The debate about these and many other issues was structured as follows:
Digital life
Our communication culture has undergone fundamental change. How do we communicate on the web? What tools do we use to improve data security? Science Year 2014 addressed these and other topics, for example the forms of political participation: Will we experience more direct participation in an e-democracy?
Digital economy
The economic system has also changed fundamentally in recent years. Industry 4.0 involves an Internet of Things which merges the real with the virtual world. What are we doing to prepare for tomorrow’s digital working world? How are working conditions changing?
Digital knowledge
Children nowadays are becoming familiar with digital technologies such as laptops and smartboards upon entering school, if not before. What will future learning look like? Will people actually be less smart because everything can be googled? Or does the digital revolution only just require another type of intelligence?
Various events during Science Year 2014 encouraged dialogue between the scientific community and the general public. The Year started with a programme of learning through cinema. It featured films selected by media educators which show various aspects of the digital society.
The Science Year exhibition ship MS Wissenschaft started its tour of many German cities in May. Visitors could enjoy interactive digital society exhibits on board.

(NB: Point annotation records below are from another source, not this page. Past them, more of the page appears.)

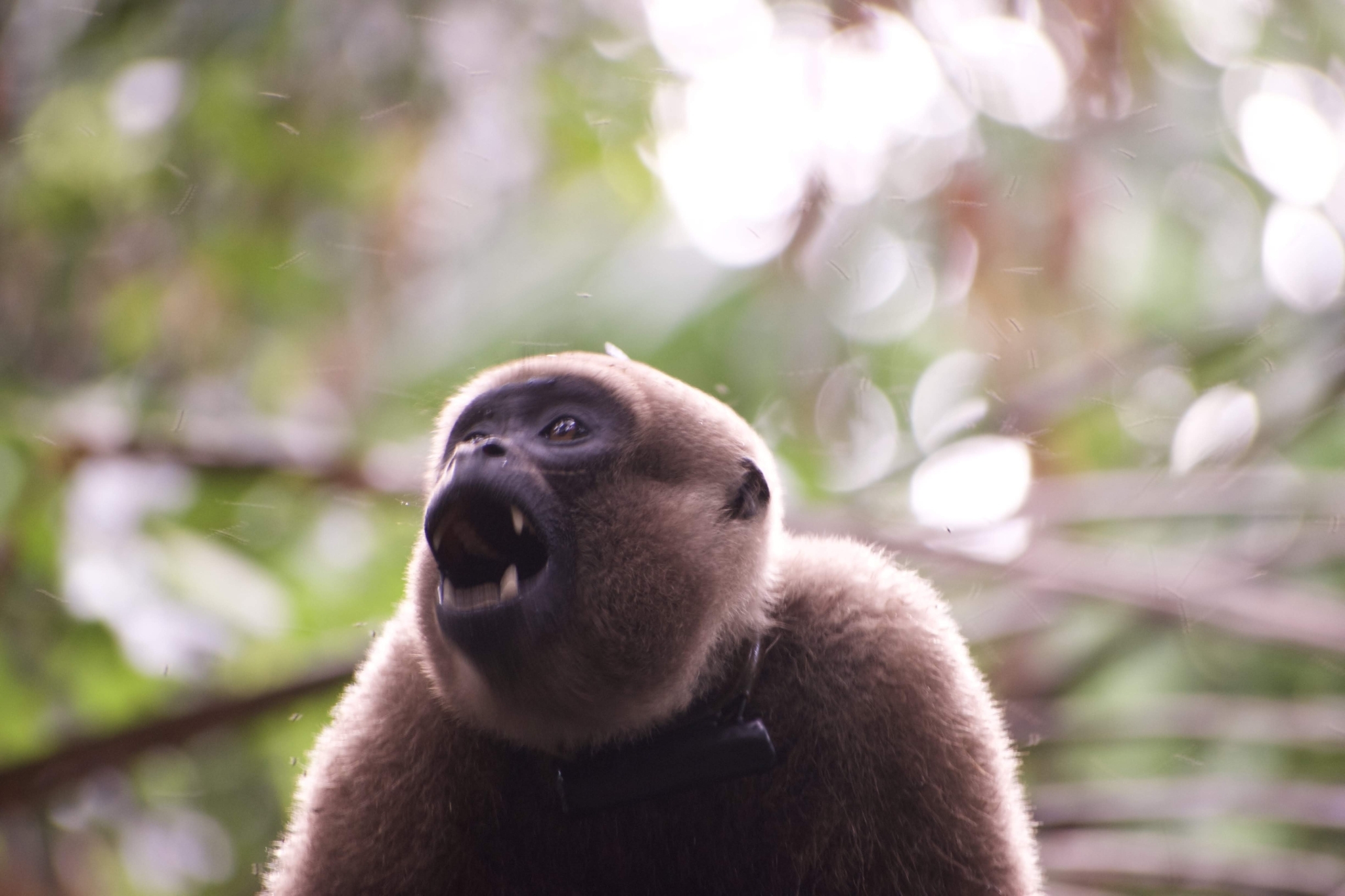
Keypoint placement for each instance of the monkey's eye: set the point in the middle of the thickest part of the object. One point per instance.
(564, 429)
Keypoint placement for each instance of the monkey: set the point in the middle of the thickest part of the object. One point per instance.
(615, 672)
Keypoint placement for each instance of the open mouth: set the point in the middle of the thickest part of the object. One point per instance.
(487, 550)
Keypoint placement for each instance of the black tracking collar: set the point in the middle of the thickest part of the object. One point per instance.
(711, 742)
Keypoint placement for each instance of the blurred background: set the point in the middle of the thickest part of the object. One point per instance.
(1044, 296)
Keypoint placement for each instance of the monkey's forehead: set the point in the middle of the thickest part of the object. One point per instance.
(662, 406)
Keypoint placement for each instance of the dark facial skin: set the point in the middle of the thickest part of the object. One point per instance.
(498, 522)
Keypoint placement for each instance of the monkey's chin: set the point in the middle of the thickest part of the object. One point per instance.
(505, 572)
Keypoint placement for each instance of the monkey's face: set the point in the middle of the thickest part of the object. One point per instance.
(499, 522)
(594, 530)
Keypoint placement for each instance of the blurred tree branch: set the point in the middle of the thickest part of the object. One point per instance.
(34, 781)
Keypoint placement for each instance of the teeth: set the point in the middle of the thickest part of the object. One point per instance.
(479, 595)
(509, 584)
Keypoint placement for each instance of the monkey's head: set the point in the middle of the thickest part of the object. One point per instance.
(598, 545)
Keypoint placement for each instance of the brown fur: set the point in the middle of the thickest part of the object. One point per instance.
(894, 778)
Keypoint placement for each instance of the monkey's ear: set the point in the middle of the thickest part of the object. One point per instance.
(752, 496)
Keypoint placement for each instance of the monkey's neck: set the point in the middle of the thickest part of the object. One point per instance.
(712, 740)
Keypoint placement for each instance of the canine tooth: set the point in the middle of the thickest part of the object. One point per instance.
(509, 584)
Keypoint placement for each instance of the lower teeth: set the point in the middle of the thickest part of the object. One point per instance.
(479, 595)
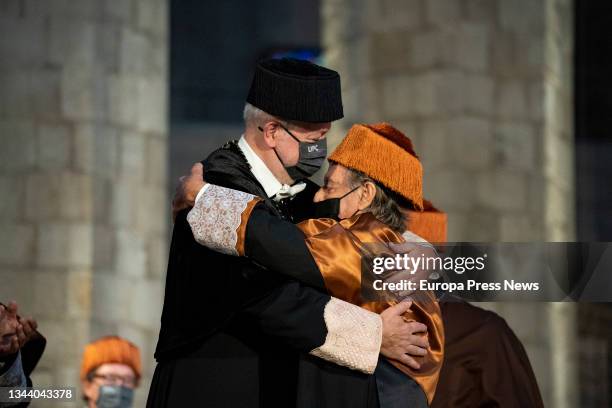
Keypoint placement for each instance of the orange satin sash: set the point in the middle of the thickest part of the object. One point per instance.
(338, 248)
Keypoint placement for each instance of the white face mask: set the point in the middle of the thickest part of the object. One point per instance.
(115, 396)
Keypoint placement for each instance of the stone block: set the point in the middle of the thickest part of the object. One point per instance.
(16, 285)
(146, 302)
(77, 93)
(79, 294)
(452, 190)
(157, 159)
(397, 15)
(505, 62)
(470, 143)
(559, 161)
(133, 50)
(130, 255)
(111, 296)
(118, 10)
(17, 244)
(511, 100)
(153, 204)
(515, 146)
(390, 51)
(521, 15)
(425, 49)
(434, 149)
(481, 10)
(457, 225)
(108, 44)
(535, 101)
(481, 226)
(447, 86)
(123, 98)
(425, 98)
(443, 12)
(55, 196)
(132, 156)
(398, 99)
(72, 41)
(518, 228)
(152, 104)
(96, 150)
(499, 190)
(54, 146)
(84, 148)
(478, 94)
(30, 92)
(67, 245)
(471, 47)
(12, 191)
(22, 42)
(125, 204)
(104, 247)
(433, 48)
(18, 140)
(145, 15)
(50, 294)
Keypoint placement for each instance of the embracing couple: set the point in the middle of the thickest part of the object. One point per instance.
(264, 300)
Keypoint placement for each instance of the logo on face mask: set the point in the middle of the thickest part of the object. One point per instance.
(311, 157)
(330, 208)
(115, 396)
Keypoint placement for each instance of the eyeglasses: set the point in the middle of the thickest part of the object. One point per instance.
(111, 379)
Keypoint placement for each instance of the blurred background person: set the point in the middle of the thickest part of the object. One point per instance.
(110, 372)
(20, 348)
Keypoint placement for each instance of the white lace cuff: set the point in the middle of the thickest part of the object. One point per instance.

Throughout the Science Year, the Forschungsbörse contact platform provided valuable assistance for researchers as well as local initiatives and schools which wanted to invite researchers for an interview. Furthermore, discussion events and competitions were held all over Germany to reflect on the consequences of digitalization.
The Science Years are a joint initiative of the Federal Ministry of Education and Research (BMBF) and Wissenschaft im Dialog (WiD). The Science Years have been promoting exchange between society and the research community since 2000.